3:00 p.m., Friday (September 5, 2008)
Topological field theory in two dimensions and Teichmueller space
Abstract: A topological field theory in d dimensions associates to each (d-1)-dimensional
closed manifold M an inner-product space V(M), and to each d-dimensional manifold W with boundary
M a vector v(W) in V(M), satisfying certain natural axioms; for example, V(-) takes disjoint unions
to tensor products, and behaves well under diffeomorphisms. There are many flavours of topological
field theories - one may for example assume that all of the manifolds are oriented, or spin, or
carry a free action of a finite group G.
It turns out that the two-dimensional case is especially simple: two-dimensional topological
field theories are equivalent to commutative algebras with inner product (also known as
commutative Frobenius algebras). In this talk, we relate this to a result in topology.

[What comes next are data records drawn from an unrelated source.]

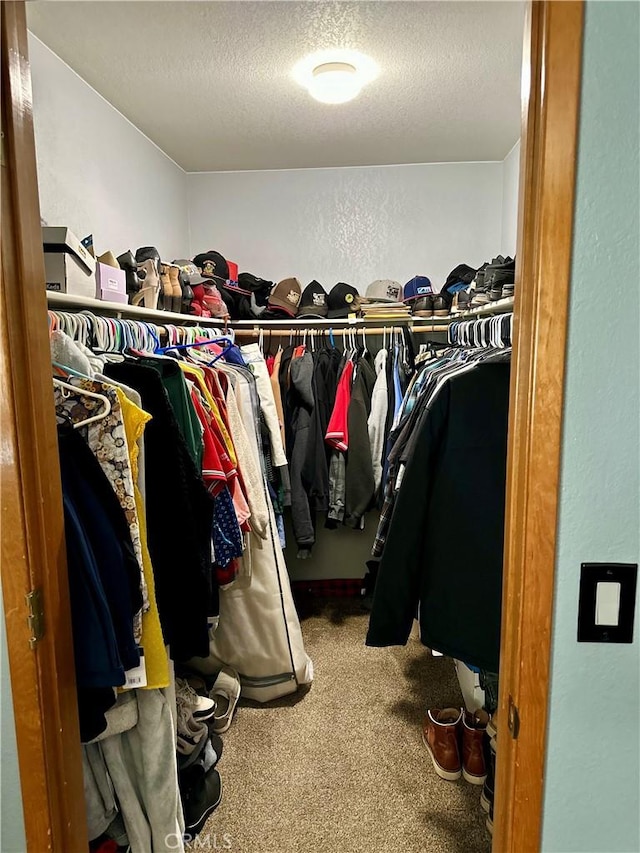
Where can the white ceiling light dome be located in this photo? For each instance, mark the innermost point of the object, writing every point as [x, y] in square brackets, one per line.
[335, 76]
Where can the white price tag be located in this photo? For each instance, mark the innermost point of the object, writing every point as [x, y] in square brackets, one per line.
[137, 676]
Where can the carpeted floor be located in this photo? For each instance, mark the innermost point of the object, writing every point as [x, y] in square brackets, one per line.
[343, 769]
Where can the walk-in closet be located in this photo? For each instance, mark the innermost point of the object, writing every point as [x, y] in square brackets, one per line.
[283, 289]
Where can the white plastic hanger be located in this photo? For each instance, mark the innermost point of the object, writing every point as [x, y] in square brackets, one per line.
[83, 392]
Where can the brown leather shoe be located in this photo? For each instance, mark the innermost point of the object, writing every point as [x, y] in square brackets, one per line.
[440, 736]
[474, 727]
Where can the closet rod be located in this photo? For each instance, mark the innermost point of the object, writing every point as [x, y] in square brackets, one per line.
[267, 330]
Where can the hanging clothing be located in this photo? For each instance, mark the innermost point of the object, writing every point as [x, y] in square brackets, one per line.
[377, 418]
[274, 378]
[301, 404]
[255, 360]
[108, 441]
[439, 556]
[258, 632]
[104, 585]
[179, 517]
[155, 653]
[359, 484]
[337, 435]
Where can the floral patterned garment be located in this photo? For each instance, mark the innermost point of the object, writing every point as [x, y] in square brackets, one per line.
[108, 441]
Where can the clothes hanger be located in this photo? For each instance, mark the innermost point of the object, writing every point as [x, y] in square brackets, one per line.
[83, 392]
[226, 342]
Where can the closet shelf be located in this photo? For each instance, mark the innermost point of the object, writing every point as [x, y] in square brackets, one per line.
[99, 306]
[66, 301]
[502, 306]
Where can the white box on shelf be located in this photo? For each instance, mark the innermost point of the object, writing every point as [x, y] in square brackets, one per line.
[69, 267]
[111, 284]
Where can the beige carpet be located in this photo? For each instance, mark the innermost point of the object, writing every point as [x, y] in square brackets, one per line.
[343, 769]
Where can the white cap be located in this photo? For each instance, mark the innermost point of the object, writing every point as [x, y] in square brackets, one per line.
[384, 290]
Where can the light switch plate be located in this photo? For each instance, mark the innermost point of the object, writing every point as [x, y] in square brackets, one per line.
[607, 602]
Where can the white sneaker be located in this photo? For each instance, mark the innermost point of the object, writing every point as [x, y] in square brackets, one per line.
[225, 692]
[200, 706]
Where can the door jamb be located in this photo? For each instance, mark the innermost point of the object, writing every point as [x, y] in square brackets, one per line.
[33, 551]
[551, 89]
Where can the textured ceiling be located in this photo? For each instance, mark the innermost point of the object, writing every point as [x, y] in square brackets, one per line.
[210, 82]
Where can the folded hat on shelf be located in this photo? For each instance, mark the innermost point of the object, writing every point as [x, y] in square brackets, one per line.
[313, 302]
[212, 265]
[419, 286]
[286, 296]
[384, 290]
[343, 299]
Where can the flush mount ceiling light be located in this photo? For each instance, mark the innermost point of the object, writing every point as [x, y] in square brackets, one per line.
[335, 76]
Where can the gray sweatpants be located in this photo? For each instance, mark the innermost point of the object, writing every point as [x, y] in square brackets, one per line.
[141, 764]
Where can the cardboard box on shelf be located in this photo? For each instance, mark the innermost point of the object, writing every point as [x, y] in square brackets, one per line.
[69, 268]
[111, 284]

Harvey
has introduced a manifold with boundary containing the (6g-6)-dimensional Teichmueller space of
genus g closed Riemann surfaces as its interior, and we define a filtration F(i) of this space
such that the inclusion of F(i) into F(i+1) is i-connected. (The proof is an application of a
triangulation of Teichmueller space constructed by Harer.) This result and its generalizations
explain many pheonomena in topological field theory, including theorems of Moore and Seiberg,
Moore and Segal, and Turaev.
Refreshments will be served at 2:45 p.m. (Math Lounge, MATX 1115).